Então, que valor dar a esses sintomas? O que fazemos com eles, para além do sinal de alarme que eles nos dão, para nos perguntarmos sobre o que se passa com essas crianças?
Considerar
esses traços como sinais de um retardo no desenvolvimento ou de uma
patologia nos levaria a um reducionismo. Nós nos reduziríamos a
considerar o autismo como uma deficiência ou como uma doença que implica
numa deficiência com graus diferentes. Por isso, muitos tratamentos se
reduzem também a programas cujas intenções consistem unicamente em
suprir essas supostas deficiências. Tais tratamentos têm como objetivo
“ensinar” a criança autista a cumprir os ideais da normalidade. Nesse
sentido, não há dúvida de que os métodos cognitivo-comportamentais se
inscrevem nessa direção e, provavelmente, são aqueles que mais se
dedicaram a alcançar os objetivos de reeducação. Pelo contrário, nós
consideramos que a criança com autismo deve ser tratada levando-se em
conta seus sintomas para nos perguntarmos o que se passa com ela para
que ela se apresente dessa maneira. Que disciplina ou quem se ocupa em compreender a criança com autismo?
Por
que, além disso, aquele que não obedece à normalidade teria
necessariamente um déficit? Nós consideramos que não é assim. O autismo é
uma forma particular de se situar no mundo e é justamente isso que deve
ser considerado para orientar o tratamento clínico adequado.
Quais são suas causas?
Na
atualidade, as áreas de investigação científica sobre as causas do
autismo são fisiológicas. Existem várias hipóteses sobre essas
investigações em curso. As principais são: Afecção em áreas do cérebro,
disfunções genéticas, consequências dos metais pesados no interior do
organismo, intolerâncias alimentares assintomáticas.
Entretanto,
não há, até o momento, nenhuma causa determinante nem conclusiva que se
derive do conjunto dessas investigações científicas, ainda que muitos
recursos se destinem a buscar uma causa genética ou fisiológica. Quer
dizer, nenhuma investigação científica pode, até agora, estabelecer a etiologia do autismo.
O
posicionamento da psicanálise lacaniana é claro nesse sentido: a
pergunta pela causa não explica em quê consiste ser um sujeito com
autismo. Tampouco consideramos que os sintomas do autismo sejam a
consequência de um déficit que deva ser reeducado, nem a expressão de
uma doença. Para a psicanálise lacaniana, a pergunta fundamental visa
saber um pouco mais sobre o que implica ser uma pessoa com autismo.

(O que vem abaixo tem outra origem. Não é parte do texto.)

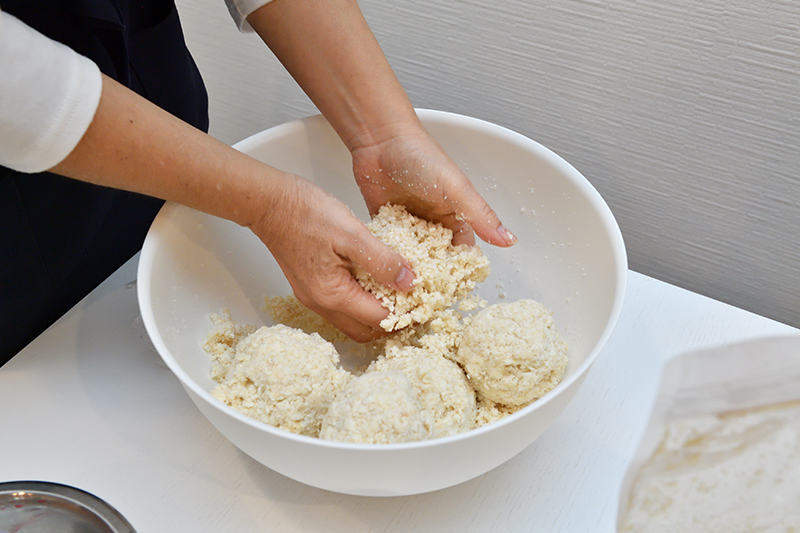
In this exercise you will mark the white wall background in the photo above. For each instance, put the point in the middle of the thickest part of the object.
(685, 115)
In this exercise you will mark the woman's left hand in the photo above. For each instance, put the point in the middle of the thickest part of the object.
(410, 168)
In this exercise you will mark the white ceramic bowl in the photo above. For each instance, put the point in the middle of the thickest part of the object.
(570, 256)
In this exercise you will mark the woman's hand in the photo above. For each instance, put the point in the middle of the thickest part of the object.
(412, 169)
(316, 240)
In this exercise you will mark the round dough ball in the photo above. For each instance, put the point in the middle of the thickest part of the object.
(377, 408)
(440, 385)
(283, 377)
(513, 353)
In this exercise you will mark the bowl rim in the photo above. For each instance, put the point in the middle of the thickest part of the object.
(152, 242)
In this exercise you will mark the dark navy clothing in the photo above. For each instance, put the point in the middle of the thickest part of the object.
(59, 238)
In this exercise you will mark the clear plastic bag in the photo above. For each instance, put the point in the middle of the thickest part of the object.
(732, 378)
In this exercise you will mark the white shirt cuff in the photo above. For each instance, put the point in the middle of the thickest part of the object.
(48, 97)
(240, 9)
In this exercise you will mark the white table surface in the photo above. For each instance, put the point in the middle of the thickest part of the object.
(89, 404)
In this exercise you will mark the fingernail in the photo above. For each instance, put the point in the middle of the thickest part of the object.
(405, 280)
(505, 234)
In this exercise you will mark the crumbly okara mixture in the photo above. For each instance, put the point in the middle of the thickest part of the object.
(416, 388)
(734, 472)
(278, 375)
(378, 408)
(440, 385)
(513, 353)
(444, 273)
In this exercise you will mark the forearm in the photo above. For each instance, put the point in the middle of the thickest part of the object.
(132, 144)
(329, 49)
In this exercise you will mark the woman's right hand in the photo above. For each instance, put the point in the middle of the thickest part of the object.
(317, 241)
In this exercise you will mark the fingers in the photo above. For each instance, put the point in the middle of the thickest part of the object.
(381, 262)
(473, 210)
(349, 308)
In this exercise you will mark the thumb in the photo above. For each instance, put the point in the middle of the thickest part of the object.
(386, 266)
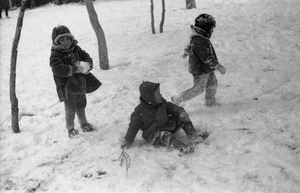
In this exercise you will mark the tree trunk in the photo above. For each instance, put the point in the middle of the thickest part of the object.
(161, 26)
(190, 4)
(102, 47)
(13, 67)
(152, 16)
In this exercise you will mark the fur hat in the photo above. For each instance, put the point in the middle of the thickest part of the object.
(205, 22)
(59, 32)
(147, 90)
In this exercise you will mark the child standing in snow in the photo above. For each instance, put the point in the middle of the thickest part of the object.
(202, 62)
(70, 66)
(159, 120)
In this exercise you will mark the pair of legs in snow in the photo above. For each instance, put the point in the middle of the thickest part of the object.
(165, 137)
(207, 82)
(6, 13)
(75, 104)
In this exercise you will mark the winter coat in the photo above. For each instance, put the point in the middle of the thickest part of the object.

Como vivem a criança ou o adulto com autismo?
Como se organiza a realidade que os rodeia?
Como convivem com os outros?
Conseguir
responder a estas preguntas nos aproximará mais da compreensão das
pessoas afetadas por autismo e poder, dessa forma, oferecer a elas a
possibilidade de conectar nossos dois mundos: o delas e o nosso.
Sabemos
que o que caracteriza o ser humano é a dimensão de uma linguagem
simbólica (feita de símbolos e não de signos), a partir da qual ele pode
estabelecer coordenadas simbólicas que conferem um sentido ao mundo que
o rodeia e lhe permitem situar-se nele. Estas coordenadas simbólicas
atuam sob a forma de união entre as imagens, as coisas e as palavras.
Dessa
maneira nós, seres humanos, organizamos o mundo exterior, quer dizer,
situamos um espaço e um tempo, um interior e um exterior, um antes e um
depois. É dessa maneira também que construímos uma ideia de nosso corpo,
localizamos seus limites e o diferenciamos daquele dos outros. São
também essas coordenadas simbólicas que nos permitem situar a dor, o
prazer, o mal estar e a angustia; diferenciar o eu do tu, nossos
pensamentos e os dos outros, o que pensamos e o que ouvimos.
Dessa
forma, construímos a realidade que, para o ser humano, nunca está dada
de entrada, como o próprio autismo nos ensina. É através do uso das
palavras ou de diversos elementos simbólicos (a linguagem dos surdos,
por exemplo) que nós acedemos a ter um discurso próprio sobre todas
essas coisas, a pensar sobre elas e a falar delas com os outros.